Google isn’t the only company that seems to play both sides, so they always end up on top either. Jack Altman, the brother of OpenAI CEO Sam Altman, invested in GPTZero using family investment firm Altman Capital. Tian told The Daily Beast that while Sam was interested, he couldn’t get directly involved due to “conflicts of interest,” likely due to him being the CEO of one of the companies. world’s most important AIs.

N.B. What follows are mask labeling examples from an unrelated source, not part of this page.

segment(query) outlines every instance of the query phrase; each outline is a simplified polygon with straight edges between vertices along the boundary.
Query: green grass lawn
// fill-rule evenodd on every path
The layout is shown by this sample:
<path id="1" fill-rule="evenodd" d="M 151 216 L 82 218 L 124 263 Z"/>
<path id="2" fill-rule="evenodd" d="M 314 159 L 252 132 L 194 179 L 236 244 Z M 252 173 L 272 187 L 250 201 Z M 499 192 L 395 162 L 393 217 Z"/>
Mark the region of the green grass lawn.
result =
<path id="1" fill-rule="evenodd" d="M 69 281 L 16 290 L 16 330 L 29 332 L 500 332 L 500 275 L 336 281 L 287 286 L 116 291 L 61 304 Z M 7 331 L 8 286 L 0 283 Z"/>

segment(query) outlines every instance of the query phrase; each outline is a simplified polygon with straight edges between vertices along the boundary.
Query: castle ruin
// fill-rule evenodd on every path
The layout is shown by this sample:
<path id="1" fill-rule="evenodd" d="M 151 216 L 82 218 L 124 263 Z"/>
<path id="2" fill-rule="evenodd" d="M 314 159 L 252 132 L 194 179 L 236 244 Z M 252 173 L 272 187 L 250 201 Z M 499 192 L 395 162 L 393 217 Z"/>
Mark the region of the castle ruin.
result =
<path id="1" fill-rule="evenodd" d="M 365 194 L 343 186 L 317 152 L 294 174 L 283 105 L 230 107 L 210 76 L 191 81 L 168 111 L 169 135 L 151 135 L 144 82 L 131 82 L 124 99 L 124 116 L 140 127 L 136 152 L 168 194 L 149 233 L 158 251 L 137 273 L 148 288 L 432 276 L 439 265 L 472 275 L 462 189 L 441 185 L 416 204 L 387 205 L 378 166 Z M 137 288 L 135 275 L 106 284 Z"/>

“There’s an internal value to having a human on the other side, which I don’t think will ever change.”
— Edward Tian, GPTZero
It is clear that as AI has increased, the tools and services aimed at combating and detecting it, such as Origin, will also increase. But more importantly, they could provide us with an opportunity to confront a kind of digital solipsism that seems to permeate the world as AI becomes ever more powerful and widespread. We need to know if the people we interact with, the content we read, and the media we engage with are real or not, otherwise the internet would be a truly isolated place.
“I feel like human society will lose its momentum for progress and come up with new things if everyone just uses the AI output that takes what’s already on the internet and regurgitates it,” Tian said. . “There’s an internal value to having a human on the other side, which I don’t think will ever change.”